Yes, it’s supported in most cases, but it’s better if you know and understand Virtualmin more to co-collab seamlessly.

We have good documentation here:

You can easily install Virtualmin using the following command:

sudo sh -c "$(curl -fsSL https://software.virtualmin.com/gpl/scripts/virtualmin-install.sh)" -- --bundle LAMP

DNS is simple. You spin up a new system, test things using local DNS or the “Preview Website” feature in Virtualmin, and when everything is ready, just change the DNS to it.

We support all those too, and it should work, though it may require manual intervention depending on what kind of custom configuration you have.

Thanks!

That’s what I did. I haven’t added anything yet via Virtualmin whatsoever as I’m still trying to wrap my head around it. I was thinking I’d add the FQDN associated with reverse DNS first (assigned by the ISP), just to get a feel for it, and then move on to the domain with least traffic to be sure I’ve got the process nailed down perfectly before I try with anything mission critical

.

I didn’t install bind during the installation process. Does that matter? Will that prevent requesting TLS certs if I haven’t yet switched the DNS via my hosting provider? I don’t mind using bind (albeit it’s been years) if it’s possible to do so retroactively, but I didn’t want to complicate things when my external DNS hosting has generally been bulletproof so far. Also, the registrars are scattered all over the place, so I didn’t want the extra hassle of contacting clients and trying to fiddle with their existing NS settings.

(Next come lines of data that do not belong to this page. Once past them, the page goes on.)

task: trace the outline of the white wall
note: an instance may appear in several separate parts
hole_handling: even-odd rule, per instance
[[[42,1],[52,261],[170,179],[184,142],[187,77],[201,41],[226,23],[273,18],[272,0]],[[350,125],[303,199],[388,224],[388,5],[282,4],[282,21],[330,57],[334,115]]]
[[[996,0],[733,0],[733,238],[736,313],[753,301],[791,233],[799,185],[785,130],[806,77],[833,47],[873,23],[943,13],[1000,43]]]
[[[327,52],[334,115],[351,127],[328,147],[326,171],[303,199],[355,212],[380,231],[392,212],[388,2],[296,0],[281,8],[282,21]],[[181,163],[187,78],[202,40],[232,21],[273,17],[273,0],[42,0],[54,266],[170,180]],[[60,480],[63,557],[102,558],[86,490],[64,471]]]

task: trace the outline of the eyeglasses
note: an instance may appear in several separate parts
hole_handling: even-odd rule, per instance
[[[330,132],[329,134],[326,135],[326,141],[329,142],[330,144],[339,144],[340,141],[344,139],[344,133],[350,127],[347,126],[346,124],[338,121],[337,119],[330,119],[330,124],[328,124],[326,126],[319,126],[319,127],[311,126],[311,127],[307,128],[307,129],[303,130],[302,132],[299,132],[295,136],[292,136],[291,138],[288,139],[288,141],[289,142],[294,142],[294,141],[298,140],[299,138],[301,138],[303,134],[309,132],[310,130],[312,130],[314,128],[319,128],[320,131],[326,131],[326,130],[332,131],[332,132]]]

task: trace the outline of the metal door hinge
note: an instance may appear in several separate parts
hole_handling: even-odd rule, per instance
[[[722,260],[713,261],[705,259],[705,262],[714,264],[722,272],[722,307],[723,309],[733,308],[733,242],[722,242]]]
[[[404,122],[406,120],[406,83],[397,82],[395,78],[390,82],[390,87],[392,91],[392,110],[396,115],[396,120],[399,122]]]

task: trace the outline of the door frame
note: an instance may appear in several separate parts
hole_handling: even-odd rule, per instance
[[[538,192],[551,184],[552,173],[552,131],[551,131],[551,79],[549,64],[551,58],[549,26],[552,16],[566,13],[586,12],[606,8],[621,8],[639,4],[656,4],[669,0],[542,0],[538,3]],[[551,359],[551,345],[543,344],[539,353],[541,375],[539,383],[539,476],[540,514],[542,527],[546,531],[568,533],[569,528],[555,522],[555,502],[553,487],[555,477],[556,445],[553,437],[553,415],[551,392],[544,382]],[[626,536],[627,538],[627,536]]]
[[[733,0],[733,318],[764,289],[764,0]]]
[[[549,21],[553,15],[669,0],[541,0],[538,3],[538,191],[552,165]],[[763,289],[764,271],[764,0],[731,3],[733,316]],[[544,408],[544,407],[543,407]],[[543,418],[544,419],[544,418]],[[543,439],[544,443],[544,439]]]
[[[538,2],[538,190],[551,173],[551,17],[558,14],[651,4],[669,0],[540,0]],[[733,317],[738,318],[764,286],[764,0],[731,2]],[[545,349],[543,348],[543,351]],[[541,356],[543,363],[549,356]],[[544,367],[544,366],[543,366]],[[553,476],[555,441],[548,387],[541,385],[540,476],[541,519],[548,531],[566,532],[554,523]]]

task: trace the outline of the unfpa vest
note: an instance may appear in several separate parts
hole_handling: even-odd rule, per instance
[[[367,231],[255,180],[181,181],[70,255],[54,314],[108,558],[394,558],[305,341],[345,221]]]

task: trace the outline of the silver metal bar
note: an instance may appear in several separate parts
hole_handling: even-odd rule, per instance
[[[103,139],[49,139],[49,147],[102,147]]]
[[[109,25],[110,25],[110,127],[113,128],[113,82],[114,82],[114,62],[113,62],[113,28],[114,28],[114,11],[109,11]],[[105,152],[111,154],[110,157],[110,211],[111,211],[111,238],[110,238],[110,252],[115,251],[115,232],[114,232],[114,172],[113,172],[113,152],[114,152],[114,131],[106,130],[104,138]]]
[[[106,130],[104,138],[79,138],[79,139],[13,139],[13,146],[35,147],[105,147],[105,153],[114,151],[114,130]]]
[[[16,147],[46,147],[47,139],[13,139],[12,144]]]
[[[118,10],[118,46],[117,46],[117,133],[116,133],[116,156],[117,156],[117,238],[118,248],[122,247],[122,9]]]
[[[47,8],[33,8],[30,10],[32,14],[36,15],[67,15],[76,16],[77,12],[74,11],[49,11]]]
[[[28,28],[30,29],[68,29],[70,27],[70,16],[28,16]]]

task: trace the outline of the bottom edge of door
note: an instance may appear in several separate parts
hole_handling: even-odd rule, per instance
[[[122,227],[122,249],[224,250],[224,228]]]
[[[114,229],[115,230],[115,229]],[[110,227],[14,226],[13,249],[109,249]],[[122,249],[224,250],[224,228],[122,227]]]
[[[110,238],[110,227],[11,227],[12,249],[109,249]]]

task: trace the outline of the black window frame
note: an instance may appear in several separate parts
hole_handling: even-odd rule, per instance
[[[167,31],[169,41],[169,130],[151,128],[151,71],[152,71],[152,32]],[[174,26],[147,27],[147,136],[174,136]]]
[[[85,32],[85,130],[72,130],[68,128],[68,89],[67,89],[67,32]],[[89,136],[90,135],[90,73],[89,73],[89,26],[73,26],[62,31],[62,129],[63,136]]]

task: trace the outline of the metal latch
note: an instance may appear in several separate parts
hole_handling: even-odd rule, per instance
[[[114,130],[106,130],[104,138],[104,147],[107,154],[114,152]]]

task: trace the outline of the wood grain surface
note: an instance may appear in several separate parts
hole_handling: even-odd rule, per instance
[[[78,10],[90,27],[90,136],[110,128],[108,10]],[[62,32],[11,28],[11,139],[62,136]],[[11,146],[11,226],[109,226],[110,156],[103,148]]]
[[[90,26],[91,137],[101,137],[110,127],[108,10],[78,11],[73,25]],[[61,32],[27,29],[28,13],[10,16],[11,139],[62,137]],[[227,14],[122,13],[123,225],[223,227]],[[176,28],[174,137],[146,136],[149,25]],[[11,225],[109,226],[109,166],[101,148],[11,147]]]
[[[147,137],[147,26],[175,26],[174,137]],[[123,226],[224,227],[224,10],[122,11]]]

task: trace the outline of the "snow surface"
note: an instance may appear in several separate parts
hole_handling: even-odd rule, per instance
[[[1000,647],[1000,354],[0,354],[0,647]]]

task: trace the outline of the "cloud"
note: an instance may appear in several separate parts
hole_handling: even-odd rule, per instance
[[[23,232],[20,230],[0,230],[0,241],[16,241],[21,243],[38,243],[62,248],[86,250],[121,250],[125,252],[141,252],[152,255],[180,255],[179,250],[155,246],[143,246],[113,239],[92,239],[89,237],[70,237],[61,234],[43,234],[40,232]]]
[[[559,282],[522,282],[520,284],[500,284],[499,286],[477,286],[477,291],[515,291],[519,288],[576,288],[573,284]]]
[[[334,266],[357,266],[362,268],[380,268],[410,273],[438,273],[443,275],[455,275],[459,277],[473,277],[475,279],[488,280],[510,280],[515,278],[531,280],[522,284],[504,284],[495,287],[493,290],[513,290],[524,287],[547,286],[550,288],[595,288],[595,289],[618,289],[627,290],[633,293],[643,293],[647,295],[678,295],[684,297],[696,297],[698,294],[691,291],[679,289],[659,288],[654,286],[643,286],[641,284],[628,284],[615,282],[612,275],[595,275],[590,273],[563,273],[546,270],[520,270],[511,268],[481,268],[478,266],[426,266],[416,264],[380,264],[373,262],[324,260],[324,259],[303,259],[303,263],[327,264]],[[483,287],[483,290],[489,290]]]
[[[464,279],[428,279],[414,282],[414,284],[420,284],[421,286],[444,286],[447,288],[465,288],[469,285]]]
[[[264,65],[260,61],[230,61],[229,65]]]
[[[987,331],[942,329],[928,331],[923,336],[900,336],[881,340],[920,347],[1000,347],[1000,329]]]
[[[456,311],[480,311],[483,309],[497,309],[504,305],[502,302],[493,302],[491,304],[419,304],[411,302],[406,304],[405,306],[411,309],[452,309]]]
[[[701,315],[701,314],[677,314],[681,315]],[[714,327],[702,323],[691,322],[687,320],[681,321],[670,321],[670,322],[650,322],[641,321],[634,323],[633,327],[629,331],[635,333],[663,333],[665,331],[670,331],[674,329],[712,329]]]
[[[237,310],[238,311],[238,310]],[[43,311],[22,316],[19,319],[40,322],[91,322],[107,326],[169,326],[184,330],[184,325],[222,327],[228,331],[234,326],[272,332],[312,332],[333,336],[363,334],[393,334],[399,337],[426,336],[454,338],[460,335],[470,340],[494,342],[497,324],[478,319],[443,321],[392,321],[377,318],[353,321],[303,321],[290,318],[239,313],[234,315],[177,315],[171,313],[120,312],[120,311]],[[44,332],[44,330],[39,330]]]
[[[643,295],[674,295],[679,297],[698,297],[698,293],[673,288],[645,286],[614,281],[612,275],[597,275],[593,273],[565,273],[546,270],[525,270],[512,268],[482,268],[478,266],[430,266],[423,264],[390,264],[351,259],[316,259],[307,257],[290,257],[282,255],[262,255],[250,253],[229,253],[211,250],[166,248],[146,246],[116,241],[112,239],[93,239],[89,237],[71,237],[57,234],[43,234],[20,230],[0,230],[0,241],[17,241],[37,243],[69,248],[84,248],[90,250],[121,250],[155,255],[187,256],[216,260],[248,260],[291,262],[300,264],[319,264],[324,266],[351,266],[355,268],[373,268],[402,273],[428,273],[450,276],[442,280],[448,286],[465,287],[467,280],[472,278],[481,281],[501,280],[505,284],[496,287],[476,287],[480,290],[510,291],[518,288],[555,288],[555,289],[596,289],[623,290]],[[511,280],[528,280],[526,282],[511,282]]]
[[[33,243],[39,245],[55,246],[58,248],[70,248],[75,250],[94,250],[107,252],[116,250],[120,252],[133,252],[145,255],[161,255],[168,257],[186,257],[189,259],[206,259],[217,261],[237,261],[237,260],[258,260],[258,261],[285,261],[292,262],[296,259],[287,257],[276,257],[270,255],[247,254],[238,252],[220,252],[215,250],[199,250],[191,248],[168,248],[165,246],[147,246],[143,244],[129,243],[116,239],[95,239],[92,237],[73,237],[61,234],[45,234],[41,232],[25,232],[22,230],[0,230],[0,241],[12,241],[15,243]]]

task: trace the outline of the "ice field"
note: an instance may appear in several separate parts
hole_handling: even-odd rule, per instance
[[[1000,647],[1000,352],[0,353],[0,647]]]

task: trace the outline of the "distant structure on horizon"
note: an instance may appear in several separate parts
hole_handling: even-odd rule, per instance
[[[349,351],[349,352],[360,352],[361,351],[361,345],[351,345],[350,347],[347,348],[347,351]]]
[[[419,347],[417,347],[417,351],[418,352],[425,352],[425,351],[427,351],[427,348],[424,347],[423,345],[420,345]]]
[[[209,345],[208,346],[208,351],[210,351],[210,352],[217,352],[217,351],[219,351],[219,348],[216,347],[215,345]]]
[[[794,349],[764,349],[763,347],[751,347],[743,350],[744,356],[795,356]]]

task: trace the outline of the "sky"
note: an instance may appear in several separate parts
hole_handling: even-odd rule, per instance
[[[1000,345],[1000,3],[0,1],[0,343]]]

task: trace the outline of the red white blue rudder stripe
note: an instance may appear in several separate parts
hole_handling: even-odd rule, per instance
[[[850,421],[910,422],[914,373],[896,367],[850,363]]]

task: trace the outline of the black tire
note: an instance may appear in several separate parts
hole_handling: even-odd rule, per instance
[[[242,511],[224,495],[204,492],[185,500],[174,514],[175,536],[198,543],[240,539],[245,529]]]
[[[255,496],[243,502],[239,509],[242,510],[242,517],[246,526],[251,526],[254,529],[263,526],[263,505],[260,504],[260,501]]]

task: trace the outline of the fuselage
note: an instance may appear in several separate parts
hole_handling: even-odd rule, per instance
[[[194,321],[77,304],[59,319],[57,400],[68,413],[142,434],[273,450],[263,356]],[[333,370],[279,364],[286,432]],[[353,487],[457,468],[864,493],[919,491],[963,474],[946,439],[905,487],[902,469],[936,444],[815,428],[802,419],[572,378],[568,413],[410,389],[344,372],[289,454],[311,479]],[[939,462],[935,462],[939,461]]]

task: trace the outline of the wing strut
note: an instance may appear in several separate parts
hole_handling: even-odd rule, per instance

Bind is installed automatically. Yet, you don’t really need it if you use cloud DNS or host DNS elsewhere.

It will work just fine with the HTTP challenge. However, if you want the DNS challenge to work, which is basically required for wildcard certs only, you will need to let Virtualmin control your DNS.

To be clear, it’s always better to let Virtualmin manage your DNS, especially since you’re going to host mail.

You’ll need to do quite some work to add SPF and DKIM records to DNS and such; it’s not worth it. For the test FQDN you mentioned earlier, just add an NS record in your existing DNS zone pointing to your Virtualmin server. That’ll let Virtualmin manage this domain DNS and all its sub-records. You’ll see how much easier and faster it makes things.

Start with your domain or subdomain to understand how it works; you don’t need to change it on the register side for a dedicated subdomain.